A sharp, stabbing heat burned through his chest like a poker shoved through flesh.

He gasped and clutched his sides, sweat pouring.

Meridians. They're blocked.

Lin Xun's body wasn't just frail. It was crippled for cultivation.

But then... how did this body survive so long?

Han Li opened his eyes, breathing hard. Something buzzed faintly at the edge of his awareness.
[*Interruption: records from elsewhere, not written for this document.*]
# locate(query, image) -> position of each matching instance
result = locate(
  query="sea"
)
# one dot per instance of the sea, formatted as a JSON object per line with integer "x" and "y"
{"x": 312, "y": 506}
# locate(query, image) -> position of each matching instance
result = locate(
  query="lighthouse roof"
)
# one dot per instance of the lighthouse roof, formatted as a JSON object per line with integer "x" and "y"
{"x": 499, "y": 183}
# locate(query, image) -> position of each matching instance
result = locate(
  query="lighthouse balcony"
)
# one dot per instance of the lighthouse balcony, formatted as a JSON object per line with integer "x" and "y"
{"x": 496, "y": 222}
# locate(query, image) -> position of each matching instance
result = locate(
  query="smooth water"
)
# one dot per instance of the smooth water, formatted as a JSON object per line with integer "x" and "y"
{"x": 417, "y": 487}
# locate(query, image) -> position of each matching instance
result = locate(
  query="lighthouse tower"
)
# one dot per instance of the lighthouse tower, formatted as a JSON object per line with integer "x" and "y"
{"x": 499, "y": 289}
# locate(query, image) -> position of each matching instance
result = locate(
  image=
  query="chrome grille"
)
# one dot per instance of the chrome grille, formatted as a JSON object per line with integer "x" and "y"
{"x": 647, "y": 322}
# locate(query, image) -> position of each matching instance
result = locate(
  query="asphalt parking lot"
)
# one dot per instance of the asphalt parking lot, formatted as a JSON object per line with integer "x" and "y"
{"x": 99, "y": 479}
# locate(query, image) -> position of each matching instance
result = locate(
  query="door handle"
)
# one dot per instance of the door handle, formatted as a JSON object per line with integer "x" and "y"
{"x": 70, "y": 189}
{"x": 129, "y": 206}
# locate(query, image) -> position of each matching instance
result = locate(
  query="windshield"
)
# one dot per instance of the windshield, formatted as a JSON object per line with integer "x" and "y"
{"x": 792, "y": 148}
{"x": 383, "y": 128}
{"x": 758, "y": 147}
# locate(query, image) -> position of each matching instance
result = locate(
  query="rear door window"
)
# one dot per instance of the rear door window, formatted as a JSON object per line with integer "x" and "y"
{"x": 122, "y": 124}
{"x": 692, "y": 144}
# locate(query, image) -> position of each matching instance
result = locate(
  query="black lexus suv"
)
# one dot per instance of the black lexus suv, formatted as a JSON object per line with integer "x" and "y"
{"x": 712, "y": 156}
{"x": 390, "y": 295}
Like a dormant thread... waiting.

In the days that followed, Han Li learned fast.

Rainleaf was one of dozens of peasant villages that paid tribute to Stone Lantern Sect, the minor sect that ruled this stretch of the outer province. Once a year, they sent tax collectors and qi-tested children.

None from Rainleaf had passed in twenty years.

Life was brutal. Boys hauled dung. Girls carried firewood. Marriages were arranged by grain weight. Everyone feared bandits more than beasts, and more than half the village still prayed to river spirits.

But beneath all of it, Han Li felt something bubbling.

Desire. Yearning. Hunger.

Men wanted strength. Women wanted safety. Children wanted dreams. It was all here. Emotional energy. Stirring. Moving.

On the third night, he had a dream.

A silver lotus spun in the void. It pulsed with slow, throbbing heat.

> "Feed me," it whispered, in a voice that was neither male nor female.

"You are the root. Let your desires bloom."

He woke up soaked in sweat, his lower half uncomfortably tight beneath the hemp sheet. The dream had shifted halfway into something else — vague touches, soft moans, a shadowed woman straddling his lap.

> "This body's been celibate too long…"

But it wasn't just lust.

Something responded inside him. A pull. A presence.

It wanted more than qi.

It wanted passion. Will. Contact.

Han Li stared at the ceiling. "Not just cultivation. This... this might be a system."

He'd know for sure soon enough.

---

As dawn broke, a child's scream echoed through the village.

Han Li shot to his feet and ran barefoot into the mist.

At the riverbank, a boy lay blue-lipped and still. The villagers crowded, wailing.

"No pulse," someone sobbed. "He fell in and drowned!"

But Han Li didn't hesitate.

Modern knowledge. A second chance.

He dropped to his knees, rolled up his sleeves, and began CPR.

> "Live, dammit. I won't let another person die on me."

And above him — unseen by all — a faint golden icon flickered into existence in the air.